Spoilers follow for the Boise Longpig Hunting Club.
Rattlesnake Rodeo picks up right where Boise Longpig Hunting Club left off. Jake, his wife Janine, and his sister Frankie have just survived a version of the Most Dangerous Game, sponsored by one Tom Baker, where they were hunted by a selection of the 1% including politicians, CEOs, and other power players. Only now they get to deal with the fallout of having killed some very powerful people.
That fallout comes in the form of Karen Baker, Tom’s sister, who is a former prosecutor and has more than enough money to be dangerous. Thanks to keeping digital tabs on her brother, she knows that Jake and his family are responsible for her brother’s death, but rather than going out for blood she uses that leverage to turn the three into her own assassins…all to kill a young boy.
What are the three to do when Karen seems to have all the cards: hired guns, crooked cops on her payroll, the justice system in her pocket, etc.
This is a novel with almost no quiet moments save near the end. Jake and his cohorts go from gun battle to gun battle with few barely time for either them or the reader to catch their breath. The novel is told exclusively from Jake’s point of view, and there is the overwhelming sense that he is barely keeping his head together. There are times when he nearly gives in to despair, accepts that the outcome is inevitable, but his most admirable qualities are his perseverance and loyalty to his family. Jake’s an Iraq War veteran, still dealing with PTSD from his tours, and the stress of combat and being hunted on top of being sleep deprived takes a noticeable toll as the book proceeds. Frankie is the career criminal of the group, running guns from the US into Mexico and comes with her own crew of misfits with such monikers as Surfer Boy and Monkey Man. Janine, meanwhile, suffers from OCD, but its striking that of the three main characters, she comes out of the other end the strongest. The characters even comment on it and joke about how they could market Near Death Therapy. At the end of the day, having armed people hunting you puts the rest of your problems into perspective. Of course, given Jake’s mental state near the end of the novel, it can also nearly break you completely.
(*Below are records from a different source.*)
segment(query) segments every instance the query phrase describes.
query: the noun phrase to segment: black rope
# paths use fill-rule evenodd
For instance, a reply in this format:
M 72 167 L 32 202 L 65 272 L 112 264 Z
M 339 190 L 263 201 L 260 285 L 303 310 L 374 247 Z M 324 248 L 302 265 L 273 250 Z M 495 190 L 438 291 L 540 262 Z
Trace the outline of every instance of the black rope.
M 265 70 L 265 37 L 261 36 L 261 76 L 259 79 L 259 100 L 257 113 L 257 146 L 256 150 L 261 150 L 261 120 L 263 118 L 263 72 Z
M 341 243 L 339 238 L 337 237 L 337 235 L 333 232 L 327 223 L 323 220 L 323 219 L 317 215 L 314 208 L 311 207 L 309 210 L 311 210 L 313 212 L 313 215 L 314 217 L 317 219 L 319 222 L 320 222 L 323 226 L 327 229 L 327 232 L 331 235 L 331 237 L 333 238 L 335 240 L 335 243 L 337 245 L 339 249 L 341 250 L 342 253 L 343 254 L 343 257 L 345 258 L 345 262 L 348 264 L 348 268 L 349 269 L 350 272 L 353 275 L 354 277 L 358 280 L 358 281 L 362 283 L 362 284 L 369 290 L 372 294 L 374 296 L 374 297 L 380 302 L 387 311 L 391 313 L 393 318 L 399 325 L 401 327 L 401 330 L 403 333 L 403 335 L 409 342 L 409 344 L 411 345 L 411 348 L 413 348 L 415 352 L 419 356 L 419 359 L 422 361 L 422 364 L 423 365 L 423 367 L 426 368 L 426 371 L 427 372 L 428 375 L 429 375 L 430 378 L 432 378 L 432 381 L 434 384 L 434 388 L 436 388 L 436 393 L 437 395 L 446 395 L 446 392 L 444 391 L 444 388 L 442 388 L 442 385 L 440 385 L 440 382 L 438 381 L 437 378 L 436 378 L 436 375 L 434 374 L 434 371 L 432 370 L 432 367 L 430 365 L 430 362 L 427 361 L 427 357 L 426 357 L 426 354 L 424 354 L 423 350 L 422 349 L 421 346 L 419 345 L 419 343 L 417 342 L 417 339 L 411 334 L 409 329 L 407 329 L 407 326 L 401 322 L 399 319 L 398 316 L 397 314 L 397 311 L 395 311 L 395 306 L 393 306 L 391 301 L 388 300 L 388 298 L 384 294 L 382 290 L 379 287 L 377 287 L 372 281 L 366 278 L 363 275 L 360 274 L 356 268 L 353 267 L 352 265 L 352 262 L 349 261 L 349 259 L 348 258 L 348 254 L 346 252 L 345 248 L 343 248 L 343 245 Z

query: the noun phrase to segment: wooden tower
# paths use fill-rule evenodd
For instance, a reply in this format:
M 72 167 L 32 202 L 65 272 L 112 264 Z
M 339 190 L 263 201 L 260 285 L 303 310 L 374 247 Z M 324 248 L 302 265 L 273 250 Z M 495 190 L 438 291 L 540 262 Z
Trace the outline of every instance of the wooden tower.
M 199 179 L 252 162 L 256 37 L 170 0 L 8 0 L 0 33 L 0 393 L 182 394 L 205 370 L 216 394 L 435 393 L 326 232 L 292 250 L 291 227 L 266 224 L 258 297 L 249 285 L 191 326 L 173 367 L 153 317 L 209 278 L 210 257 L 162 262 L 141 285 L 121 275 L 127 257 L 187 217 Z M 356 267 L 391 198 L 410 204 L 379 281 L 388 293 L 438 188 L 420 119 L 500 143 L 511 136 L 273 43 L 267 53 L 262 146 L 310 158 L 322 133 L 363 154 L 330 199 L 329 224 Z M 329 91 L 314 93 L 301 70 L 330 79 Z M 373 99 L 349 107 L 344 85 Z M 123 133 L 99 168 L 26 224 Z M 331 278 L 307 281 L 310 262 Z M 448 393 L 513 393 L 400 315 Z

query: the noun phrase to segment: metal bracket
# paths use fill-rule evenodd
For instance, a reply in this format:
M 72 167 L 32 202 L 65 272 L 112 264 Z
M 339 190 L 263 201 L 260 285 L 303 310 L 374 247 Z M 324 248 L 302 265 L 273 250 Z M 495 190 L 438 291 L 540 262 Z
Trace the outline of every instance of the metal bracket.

If you were going to boil the novel to a single line it would be “The past is alive, and it’s always trying to bury you.” Because Jake and Frankie’s father busted up a drug deal that the Bakers were involved in, Tom Baker targeted them for his hunt. Because they killed Tom Baker, his sister came after them. Because Karen came after them, Frankie threatens to hunt down the next generation of Bakers. It’s this sense that there is this vicious cycle of violence that relatively ordinary people can get sucked down into even when they had nothing to do with the original cause.
The strongest aspect of the novel is the relationship and interplay of the three main characters, and Kolakowski does a fantastic job setting his action scenes. Kolakowski also does a great job depicting the Western setting of his story. It is obvious he’s spent time in similar environs, and he does an excellent job of translating that experience to the page. The setting ends up being almost as much of a character in the story, at times aiding the characters while other times providing as much of an obstacle as Karen’s hired guns.
The biggest downside is that, given the frenetic pace of the novel, it doesn’t give much space to develop the other characters beyond quick sketches. I can remember most of them based on their monikers, but with the exception of Monkey Man, most don’t get much more than that. Even Monkey Man doesn’t get much character development beyond the fact that he always wears a monkey mask and also no one except for Frankie ever hears him speak. As a result, when something bad happens to them it doesn’t have the same emotional punch as it might have otherwise. The villains are likewise given only a rough amount of detail- they have money, and power, and feel they can manipulate everyone else around them. Maybe that’s enough though. It is more than fair to say that this is a novel that puts the war into class warfare.
Final word – if you are looking for an adrenaline rush of a novel that presses the pedal all the way down, you owe it yourself to pick up Kolakowski’s latest.